Interview dans Paris Match

Publié le par Vincent Rey

Paris Match. A La Rochelle comme à Melle, dans les derniers jours d'août, vous êtes apparue radieuse. Comme si la conjoncture morose du P.s., les livres à charge contre vous et votre situation personnelle, officiellement séparée depuis l'été de François Hollande, n'entamaient en rien votre énergie. Toujours prête à "gravir la montagne" comme vous le disiez vous-même pendant la campagne présidentielle?

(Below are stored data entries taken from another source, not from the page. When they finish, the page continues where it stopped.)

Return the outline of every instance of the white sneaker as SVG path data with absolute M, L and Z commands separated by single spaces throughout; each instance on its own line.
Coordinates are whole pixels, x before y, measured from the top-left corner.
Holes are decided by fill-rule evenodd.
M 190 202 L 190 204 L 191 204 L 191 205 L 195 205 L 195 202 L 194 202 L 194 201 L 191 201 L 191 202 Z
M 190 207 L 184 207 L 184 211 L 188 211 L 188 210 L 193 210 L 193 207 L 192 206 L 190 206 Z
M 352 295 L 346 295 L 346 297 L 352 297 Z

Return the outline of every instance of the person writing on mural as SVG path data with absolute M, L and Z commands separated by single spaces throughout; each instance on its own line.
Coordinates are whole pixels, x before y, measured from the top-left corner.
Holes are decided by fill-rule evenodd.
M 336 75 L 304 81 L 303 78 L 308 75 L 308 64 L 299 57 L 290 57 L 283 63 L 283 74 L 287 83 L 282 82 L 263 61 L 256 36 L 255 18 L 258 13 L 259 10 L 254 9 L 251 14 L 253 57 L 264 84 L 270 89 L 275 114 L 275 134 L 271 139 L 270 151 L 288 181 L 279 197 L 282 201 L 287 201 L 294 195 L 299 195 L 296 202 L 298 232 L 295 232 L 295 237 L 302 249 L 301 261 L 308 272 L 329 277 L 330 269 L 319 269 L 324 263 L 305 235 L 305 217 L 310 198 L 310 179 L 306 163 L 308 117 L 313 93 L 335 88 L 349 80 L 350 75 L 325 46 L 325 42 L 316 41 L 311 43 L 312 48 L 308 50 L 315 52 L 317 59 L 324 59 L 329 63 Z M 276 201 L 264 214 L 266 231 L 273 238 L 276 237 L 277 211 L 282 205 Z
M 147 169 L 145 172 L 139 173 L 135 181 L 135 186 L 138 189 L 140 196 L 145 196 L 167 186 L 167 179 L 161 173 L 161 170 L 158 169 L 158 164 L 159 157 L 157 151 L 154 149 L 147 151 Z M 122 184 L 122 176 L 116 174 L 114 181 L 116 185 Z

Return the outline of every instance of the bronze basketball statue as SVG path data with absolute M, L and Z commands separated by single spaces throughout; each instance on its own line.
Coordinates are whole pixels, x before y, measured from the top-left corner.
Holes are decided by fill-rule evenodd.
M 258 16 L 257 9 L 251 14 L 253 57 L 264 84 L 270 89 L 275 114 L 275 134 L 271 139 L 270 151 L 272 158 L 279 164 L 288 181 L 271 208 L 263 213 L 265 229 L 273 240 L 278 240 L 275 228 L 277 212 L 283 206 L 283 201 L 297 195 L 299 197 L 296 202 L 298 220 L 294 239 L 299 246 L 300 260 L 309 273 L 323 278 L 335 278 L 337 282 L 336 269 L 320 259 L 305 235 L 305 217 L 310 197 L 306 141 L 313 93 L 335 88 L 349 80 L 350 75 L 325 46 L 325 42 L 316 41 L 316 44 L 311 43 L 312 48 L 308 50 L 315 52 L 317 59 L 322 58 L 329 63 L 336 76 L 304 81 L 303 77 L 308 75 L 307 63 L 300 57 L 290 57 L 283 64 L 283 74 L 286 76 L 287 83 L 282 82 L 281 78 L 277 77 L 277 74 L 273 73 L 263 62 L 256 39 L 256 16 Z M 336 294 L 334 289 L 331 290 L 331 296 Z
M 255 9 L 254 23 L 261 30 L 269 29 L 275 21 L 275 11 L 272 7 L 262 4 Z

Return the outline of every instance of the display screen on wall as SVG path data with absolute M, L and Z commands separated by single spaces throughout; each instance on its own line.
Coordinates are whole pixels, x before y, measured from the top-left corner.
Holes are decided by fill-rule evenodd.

Ségolène Royal. Le plus difficile est passé. J'ai trouvé un nouvel équilibre en franchissant une étape. Une campagne présidentielle en première ligne, c'est une mutation profonde, un moment d'une exceptionnelle intensité. Exaltant, émouvant, violent aussi. Aujourd'hui, je me sens plus dense et plus forte de ce que j'ai vécu, appris, compris. Le contact avec les gens, qui n'ont pourtant rien oublié de leur déception, est toujours d'une exceptionnelle chaleur. Libérée du poids d'un calendrier contraignant je peux faire ce qui me plaît. Quant à ma vie privée, j'ai déjà eu l'occasion de faire une sobre mise au point, nécessaire et suffisante. Je n'ai pas à en dire plus.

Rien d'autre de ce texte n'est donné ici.